It’s written in the Bible of Boy Bands: thou shalt have at least one member who goes solo. Think about all of those bands that managed to produce a member that made it on their own. On the charts today, former *NSYNC member Justin Timberlake is still racking up the hits. JC Chasez also charted away from the group. In Europe and the U.S., Gary Barlow and Robbie Williams managed successes away from Take That, with Mark Owen also leaving his mark to a lesser degree in his homeland. From more stealthier groups like Backstreet Boys to the second-string bands like O-Town, virtually every one has had one member that breaks away to varying degrees of solo success. Now, the latest example of the pop phenomenon comes from a member of a band who recently parted ways, but still wants a piece of the action.
His name is Shane Filan, coming to us courtesy of the Irish boy band Westlife. They ranked highly all over the charts in the U.K. for more than a decade. Beginning as bubblegum pop act with a mix of original songs and light remakes, they turned into virtually an all-covers act about midway through their run, which gave them a mature edge but an increased amount of flack too. The group broke up last year after a Greatest Hits album and one final tour together. They were never fully embraced by a U.S. audience under RCA Records, going as high as #20 on the Hot 100 with “Swear It Again” in 2000 after a slow run upward. The label also sent “World Of Our Own” to CHR radio during the summer of 2002 and was a hair away from making the pop top 40, only to be blocked out by the surging “A Moment Like This” by then-American Idol winner Kelly Clarkson. Her coronation anthem debuted the week of their maximum push and thus, priorities were shuffled, and they lost out, never to be heard from on this soil again.

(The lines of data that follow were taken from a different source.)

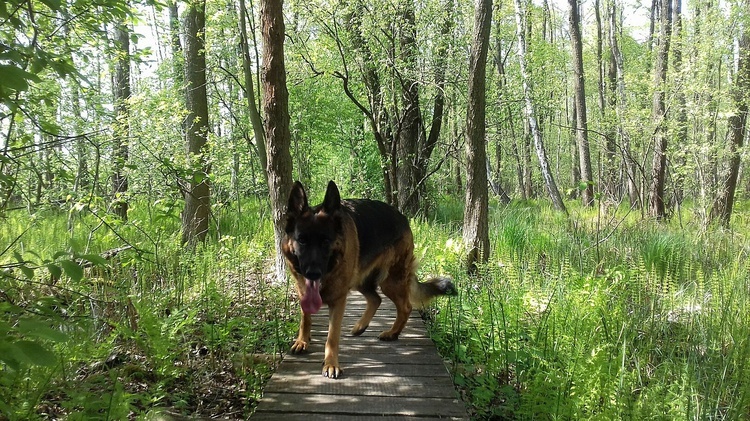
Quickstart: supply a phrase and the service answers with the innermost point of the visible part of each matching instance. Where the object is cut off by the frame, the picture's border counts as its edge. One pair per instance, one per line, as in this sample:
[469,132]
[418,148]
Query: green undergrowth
[601,315]
[153,330]
[597,317]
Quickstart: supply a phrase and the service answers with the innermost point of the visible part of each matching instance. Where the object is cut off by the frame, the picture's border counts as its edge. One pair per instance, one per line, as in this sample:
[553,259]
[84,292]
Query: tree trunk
[737,130]
[174,42]
[476,229]
[617,80]
[197,193]
[410,128]
[587,194]
[657,207]
[681,132]
[121,127]
[276,110]
[260,137]
[530,112]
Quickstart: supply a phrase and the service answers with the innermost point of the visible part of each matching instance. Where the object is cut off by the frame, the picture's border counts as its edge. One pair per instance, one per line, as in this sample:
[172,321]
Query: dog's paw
[331,371]
[299,346]
[388,336]
[358,329]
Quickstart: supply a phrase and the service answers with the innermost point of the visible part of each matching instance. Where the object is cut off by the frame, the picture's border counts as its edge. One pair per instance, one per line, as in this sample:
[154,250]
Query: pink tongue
[311,301]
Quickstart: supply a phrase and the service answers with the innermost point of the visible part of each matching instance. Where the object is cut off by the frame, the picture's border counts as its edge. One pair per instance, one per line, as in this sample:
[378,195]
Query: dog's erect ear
[332,201]
[297,199]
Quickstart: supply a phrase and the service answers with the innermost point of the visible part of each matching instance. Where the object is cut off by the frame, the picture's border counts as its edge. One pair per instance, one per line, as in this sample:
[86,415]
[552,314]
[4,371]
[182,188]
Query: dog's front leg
[303,337]
[331,367]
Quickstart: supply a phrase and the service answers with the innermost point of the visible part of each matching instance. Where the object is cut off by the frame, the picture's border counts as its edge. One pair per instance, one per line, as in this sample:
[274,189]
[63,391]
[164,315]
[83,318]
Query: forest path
[403,379]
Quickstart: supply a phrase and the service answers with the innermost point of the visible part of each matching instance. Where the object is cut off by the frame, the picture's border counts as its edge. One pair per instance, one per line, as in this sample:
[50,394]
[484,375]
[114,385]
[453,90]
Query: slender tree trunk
[255,119]
[681,132]
[530,112]
[276,110]
[174,42]
[195,216]
[737,130]
[411,125]
[476,228]
[587,194]
[657,206]
[618,91]
[122,121]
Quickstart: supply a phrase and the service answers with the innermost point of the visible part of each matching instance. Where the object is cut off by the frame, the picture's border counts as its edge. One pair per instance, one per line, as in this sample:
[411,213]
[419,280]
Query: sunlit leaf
[72,269]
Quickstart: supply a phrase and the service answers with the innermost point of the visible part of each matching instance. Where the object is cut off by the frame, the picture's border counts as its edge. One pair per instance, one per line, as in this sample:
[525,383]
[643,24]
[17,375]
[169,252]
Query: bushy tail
[423,292]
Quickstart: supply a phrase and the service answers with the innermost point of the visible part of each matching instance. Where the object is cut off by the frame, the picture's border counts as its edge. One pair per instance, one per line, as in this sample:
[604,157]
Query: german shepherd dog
[343,245]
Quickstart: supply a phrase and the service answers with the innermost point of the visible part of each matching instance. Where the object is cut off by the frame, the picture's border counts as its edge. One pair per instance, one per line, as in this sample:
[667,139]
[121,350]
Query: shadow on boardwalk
[381,380]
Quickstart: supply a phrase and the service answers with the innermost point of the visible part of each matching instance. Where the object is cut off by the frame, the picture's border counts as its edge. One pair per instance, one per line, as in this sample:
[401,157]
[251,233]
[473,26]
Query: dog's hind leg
[303,337]
[331,368]
[397,289]
[369,290]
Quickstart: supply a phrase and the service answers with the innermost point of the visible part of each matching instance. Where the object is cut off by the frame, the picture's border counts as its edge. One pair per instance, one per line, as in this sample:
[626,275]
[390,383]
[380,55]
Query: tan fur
[393,270]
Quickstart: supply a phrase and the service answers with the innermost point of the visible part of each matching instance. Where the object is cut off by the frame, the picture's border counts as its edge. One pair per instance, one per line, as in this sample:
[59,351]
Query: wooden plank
[384,380]
[314,404]
[296,416]
[398,386]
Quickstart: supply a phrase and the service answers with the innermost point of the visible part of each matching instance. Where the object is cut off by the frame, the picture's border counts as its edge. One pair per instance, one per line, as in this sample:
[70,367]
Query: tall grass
[149,330]
[602,315]
[650,323]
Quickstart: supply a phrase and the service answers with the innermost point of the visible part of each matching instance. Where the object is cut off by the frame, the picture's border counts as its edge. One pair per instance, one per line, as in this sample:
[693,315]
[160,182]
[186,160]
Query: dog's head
[312,232]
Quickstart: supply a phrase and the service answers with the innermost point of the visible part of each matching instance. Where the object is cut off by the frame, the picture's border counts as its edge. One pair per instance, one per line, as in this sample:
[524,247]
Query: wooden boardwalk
[403,379]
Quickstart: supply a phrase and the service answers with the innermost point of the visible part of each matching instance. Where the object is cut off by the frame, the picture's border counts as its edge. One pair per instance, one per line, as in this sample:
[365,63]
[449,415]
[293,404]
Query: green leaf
[16,78]
[27,271]
[95,259]
[72,269]
[54,271]
[33,353]
[52,4]
[41,330]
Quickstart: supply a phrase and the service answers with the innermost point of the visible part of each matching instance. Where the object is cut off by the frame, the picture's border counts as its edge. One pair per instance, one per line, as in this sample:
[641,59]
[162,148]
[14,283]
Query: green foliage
[86,334]
[649,329]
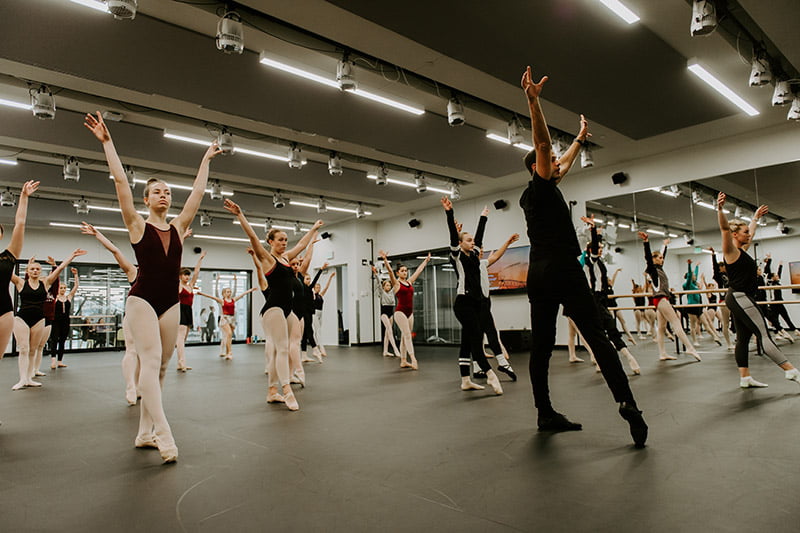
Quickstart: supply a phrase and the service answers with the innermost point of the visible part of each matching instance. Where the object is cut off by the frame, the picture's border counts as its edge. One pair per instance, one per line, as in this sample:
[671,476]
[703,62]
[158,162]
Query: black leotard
[280,288]
[7,262]
[31,303]
[158,279]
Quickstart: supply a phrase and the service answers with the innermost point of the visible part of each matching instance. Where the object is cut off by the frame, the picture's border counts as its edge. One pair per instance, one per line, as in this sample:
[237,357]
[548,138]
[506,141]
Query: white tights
[154,339]
[130,364]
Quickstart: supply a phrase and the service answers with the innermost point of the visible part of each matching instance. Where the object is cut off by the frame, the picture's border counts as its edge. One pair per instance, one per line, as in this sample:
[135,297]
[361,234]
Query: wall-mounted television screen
[794,274]
[510,273]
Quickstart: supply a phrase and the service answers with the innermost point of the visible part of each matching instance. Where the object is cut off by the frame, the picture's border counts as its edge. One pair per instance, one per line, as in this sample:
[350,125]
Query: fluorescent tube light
[621,11]
[721,88]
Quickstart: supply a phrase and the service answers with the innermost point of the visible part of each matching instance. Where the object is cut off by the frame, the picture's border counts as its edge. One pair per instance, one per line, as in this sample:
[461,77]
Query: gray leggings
[749,321]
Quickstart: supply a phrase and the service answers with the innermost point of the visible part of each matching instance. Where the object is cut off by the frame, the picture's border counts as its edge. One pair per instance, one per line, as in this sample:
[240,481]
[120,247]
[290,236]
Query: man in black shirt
[555,276]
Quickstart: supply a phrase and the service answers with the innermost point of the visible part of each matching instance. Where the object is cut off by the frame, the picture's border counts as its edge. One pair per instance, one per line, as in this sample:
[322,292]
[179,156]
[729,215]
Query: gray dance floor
[377,448]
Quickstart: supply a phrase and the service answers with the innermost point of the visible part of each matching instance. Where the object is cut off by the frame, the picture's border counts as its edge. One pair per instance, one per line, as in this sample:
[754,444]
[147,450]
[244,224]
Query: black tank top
[742,274]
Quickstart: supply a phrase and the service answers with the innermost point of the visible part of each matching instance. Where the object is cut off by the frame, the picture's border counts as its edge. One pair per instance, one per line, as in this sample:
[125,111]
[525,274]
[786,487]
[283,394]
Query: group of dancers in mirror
[561,272]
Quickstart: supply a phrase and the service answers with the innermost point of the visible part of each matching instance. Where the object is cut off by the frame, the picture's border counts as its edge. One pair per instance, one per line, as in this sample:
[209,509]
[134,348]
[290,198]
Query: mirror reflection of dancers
[597,277]
[697,315]
[186,298]
[319,303]
[29,322]
[227,320]
[661,295]
[130,361]
[61,326]
[469,294]
[555,276]
[152,304]
[388,303]
[778,310]
[403,287]
[278,306]
[8,259]
[724,316]
[741,296]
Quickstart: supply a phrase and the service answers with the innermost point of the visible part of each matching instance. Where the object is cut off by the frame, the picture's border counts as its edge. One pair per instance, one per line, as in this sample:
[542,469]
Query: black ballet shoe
[508,371]
[557,422]
[634,418]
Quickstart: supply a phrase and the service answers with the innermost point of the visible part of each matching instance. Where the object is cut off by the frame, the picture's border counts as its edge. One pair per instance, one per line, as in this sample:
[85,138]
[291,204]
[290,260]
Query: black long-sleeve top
[466,265]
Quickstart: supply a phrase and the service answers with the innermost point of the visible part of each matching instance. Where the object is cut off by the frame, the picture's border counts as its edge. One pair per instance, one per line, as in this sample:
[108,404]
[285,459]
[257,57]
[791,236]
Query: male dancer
[555,276]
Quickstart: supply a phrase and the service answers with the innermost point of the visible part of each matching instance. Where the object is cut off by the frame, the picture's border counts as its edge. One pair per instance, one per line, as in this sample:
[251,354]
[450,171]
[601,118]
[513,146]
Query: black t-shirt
[550,229]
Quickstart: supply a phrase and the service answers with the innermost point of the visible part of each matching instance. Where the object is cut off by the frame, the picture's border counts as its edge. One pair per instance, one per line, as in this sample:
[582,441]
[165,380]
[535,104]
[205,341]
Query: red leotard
[405,299]
[186,297]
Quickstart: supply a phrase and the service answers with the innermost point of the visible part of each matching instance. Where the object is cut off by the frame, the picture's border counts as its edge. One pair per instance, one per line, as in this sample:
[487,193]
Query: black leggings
[308,333]
[58,338]
[468,313]
[559,280]
[749,321]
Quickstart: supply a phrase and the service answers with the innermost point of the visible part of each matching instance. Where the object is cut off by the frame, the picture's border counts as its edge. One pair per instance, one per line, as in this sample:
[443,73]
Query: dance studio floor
[374,448]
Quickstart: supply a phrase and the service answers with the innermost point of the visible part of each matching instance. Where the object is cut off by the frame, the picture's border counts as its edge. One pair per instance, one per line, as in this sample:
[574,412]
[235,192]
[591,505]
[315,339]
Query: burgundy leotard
[159,256]
[405,299]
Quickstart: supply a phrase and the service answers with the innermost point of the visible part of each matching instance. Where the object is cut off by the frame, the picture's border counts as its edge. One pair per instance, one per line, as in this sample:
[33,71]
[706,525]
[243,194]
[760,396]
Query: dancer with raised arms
[278,306]
[555,277]
[152,304]
[741,296]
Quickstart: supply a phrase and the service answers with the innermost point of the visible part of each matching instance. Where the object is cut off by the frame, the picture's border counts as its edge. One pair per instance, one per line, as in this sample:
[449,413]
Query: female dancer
[61,327]
[152,304]
[186,298]
[319,303]
[227,321]
[467,305]
[639,301]
[29,322]
[403,288]
[697,315]
[130,361]
[388,303]
[666,313]
[721,277]
[741,296]
[279,297]
[8,258]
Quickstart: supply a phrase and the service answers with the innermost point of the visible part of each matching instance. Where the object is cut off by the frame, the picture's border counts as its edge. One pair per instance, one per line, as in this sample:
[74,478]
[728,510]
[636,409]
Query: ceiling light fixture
[760,73]
[325,79]
[43,104]
[278,201]
[334,164]
[455,112]
[344,74]
[621,10]
[295,159]
[82,206]
[702,73]
[782,94]
[122,9]
[97,5]
[794,111]
[72,171]
[225,142]
[704,18]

Two members of the now defunct act have since recorded alone. In 2002, Nicky Byrne participated on the single “Here Come The Good Times”, Ireland’s official anthem for the 2002 FIFA World Cup. It went to #1 there for one week in May. In 2004, Brian McFadden left the quintet to pursue his own solo career, which landed him three top ten singles in the United Kingdom (including the #1 “Real To Me”) and two number-one hits in Australia: “Almost There” with ex-girlfriend Delta Goodrem (2005) and “Just Say So” with Kevin Rudolf (2010). His glory days are far behind him and his high peaks are sales are virtually non-existant now. So, I guess third time will hopefully be the charm for Mr. Filan and his attempt at a long and lasting career on his own, and thankfully, he’s off to a good start with his debut release.
“Everything To Me” isn’t out in the United Kingdom until August 25, but a music video for the song premiered on VEVO and YouTube over the weekend. It has since received about 47,000 views. The song is a charming reminder of what made Westlife popular in the first place. It’s a sweet and carefree ode to the one he loves. Though he admits sometimes finds himself lost in at all, utilizing the first verse to compare life to a jigsaw puzzle, he comprehends that the idea taking things slowly with his girl will bring them the best in their relationship. He sings, “I don’t need the sunshine shining on my face/And I don’t need perfection to have the perfect day/I just want to see you happy, a smile on your face/Nothing else matters ’cause you’re everything to me.” Precious! Musically, it’s another take on the breezy island sound that Jason Mraz made popular again with “I’m Yours” and Train with “Hey, Soul Sister”, with more of a reliance on the background vocalists as well as a horn section in the final segment of the song. Though it does take some time to build, the ending ultimately soars, creating a pleasant melody and composition that will resonate with more than just his former group’s core audience.
Filan’s release date also features new singles from Bastille, Olly Murs and Rizzle Kicks, but I doubt he will be totally forgotten. Whether he makes it to the U.S. or not this time around is another question, but considering his clip is available to watch here, I’d like to think that maybe it could happen. It would do rather well at the adult contemporary formats. Time will tell if the label wants it to be pursued as I do. Until then, Shane Filan is doing his “everything” to get his name back out there.